Vin Diesel does a horrible job bringing his character to life. Kaulder is an 800 year old man who fights the forces of evil for a living; has no family; no real friends and isn’t the least bit broken up about those facts. Diesel does nothing to add conflict or grit to the character and leaves him far too superficial. This is a man who’s supposed to be broken, disillusioned, lost to the world but Diesel plays him as if he’s happiest guy in the world. Diesel also doesn’t portray the character’s age well. Kaulder is 800 years old and even though physically he looks 30, he would have certain mannerism and ideas that come with that advanced age. I can’t solely blame Diesel for this because the character is also horribly written. He’s lacking substance and has no real weight to his character.
I felt for Michael Caine in this movie. He’s a terrific actor who could give an outstanding performance in his sleep (which he literally does in this film). The contrast in quality of performance between him and Diesel is so sharp that it could be used to cut diamonds. But Diesel isn’t the only actor putting in sub-par performances. Elijah Wood is also in this movie and he does little more than exist. He says his lines, moves in the pre-determined way but adds completely nothing original or memorable to his character.
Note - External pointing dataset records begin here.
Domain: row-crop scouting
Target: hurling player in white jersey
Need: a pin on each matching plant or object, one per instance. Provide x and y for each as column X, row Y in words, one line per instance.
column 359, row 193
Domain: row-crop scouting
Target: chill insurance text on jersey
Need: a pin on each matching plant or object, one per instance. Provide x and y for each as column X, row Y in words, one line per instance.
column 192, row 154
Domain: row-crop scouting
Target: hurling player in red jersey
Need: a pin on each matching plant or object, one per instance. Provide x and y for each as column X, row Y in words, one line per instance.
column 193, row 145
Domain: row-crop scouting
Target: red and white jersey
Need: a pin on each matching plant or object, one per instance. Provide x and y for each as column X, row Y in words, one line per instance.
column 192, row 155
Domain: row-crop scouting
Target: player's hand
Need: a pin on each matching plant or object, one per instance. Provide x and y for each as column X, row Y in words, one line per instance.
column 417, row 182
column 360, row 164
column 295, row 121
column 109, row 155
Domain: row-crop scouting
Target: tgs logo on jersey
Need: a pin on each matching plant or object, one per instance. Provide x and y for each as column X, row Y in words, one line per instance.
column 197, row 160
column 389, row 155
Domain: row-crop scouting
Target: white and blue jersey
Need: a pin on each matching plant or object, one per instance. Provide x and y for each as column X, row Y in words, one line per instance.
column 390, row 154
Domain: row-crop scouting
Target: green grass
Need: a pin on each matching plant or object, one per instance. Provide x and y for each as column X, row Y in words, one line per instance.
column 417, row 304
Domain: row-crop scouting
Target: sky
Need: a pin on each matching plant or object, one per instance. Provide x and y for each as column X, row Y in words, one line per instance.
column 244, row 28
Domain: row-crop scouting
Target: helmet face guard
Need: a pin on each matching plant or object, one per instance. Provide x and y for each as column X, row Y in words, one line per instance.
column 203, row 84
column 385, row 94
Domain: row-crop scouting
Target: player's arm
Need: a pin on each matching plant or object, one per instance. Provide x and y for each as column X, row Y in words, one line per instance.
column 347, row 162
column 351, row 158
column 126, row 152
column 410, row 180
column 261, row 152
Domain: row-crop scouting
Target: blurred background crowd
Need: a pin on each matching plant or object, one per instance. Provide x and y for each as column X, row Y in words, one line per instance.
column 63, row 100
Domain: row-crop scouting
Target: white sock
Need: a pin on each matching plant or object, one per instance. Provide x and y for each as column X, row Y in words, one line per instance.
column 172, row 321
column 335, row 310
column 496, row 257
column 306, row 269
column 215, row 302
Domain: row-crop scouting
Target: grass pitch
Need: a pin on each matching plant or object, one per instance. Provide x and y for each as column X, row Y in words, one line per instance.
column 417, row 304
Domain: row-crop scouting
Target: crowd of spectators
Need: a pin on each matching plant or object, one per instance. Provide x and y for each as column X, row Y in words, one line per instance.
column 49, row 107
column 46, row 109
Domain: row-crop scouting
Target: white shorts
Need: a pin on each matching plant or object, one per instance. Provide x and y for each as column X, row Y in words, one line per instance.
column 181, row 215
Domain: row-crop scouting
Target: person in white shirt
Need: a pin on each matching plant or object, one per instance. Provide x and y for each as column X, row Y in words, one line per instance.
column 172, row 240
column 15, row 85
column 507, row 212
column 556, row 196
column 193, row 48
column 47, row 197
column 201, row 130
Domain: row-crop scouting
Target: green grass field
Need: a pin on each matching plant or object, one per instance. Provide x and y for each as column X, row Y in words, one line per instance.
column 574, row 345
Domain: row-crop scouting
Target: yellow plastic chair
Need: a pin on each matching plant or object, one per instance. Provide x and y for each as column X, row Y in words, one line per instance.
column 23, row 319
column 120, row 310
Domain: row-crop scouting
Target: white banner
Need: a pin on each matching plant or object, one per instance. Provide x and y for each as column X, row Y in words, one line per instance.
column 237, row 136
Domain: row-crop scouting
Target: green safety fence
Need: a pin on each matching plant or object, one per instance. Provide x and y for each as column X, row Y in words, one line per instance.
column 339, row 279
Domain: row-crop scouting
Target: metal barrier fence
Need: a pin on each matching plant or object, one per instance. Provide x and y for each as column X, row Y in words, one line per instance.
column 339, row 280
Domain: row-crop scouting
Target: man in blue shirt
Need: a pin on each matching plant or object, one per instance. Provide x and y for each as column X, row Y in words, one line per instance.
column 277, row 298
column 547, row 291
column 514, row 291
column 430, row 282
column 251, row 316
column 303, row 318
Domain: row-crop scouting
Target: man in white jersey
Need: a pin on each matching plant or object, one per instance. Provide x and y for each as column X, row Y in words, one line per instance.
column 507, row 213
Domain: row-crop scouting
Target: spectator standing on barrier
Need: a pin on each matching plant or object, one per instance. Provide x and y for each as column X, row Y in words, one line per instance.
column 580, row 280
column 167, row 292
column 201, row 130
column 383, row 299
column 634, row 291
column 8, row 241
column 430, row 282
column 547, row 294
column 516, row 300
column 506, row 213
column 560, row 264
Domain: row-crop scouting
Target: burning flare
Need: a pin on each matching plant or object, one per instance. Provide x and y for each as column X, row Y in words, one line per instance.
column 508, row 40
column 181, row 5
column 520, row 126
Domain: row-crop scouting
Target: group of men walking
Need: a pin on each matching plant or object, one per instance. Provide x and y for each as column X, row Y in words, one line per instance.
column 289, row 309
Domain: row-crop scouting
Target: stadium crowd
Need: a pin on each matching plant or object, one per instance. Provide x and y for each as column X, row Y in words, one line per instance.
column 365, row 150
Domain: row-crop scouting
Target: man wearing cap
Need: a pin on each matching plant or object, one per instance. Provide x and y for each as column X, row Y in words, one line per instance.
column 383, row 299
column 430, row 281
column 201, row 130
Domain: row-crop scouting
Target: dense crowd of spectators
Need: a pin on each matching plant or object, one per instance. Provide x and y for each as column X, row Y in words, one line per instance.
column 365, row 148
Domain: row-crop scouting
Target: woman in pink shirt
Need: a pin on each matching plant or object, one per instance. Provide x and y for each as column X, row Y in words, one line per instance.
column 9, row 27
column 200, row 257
This is a problem present in almost every aspect of the film. This film could have been a really kickass action movie that provides fresh insight into the world of magic but instead it falls flat and is content with just existing instead of entertaining.
I could have forgiven the bad acting and the half-assed attempt at writing, if this film had had better action scenes. I don’t understand how Vin Diesel can have boring action scenes. There are sleeping pills who can’t knock you out as quickly as this film’s action does. It isn’t exciting, it isn’t entertaining and, worst of all, it isn’t grand enough. Fights that are built up for the entire movie end with a single blow. This not only cheapens the thrill of the movie but also dilutes any villains the hero has to face. Why would we fear for him if we know he’s basically Superman on steroids and has no match?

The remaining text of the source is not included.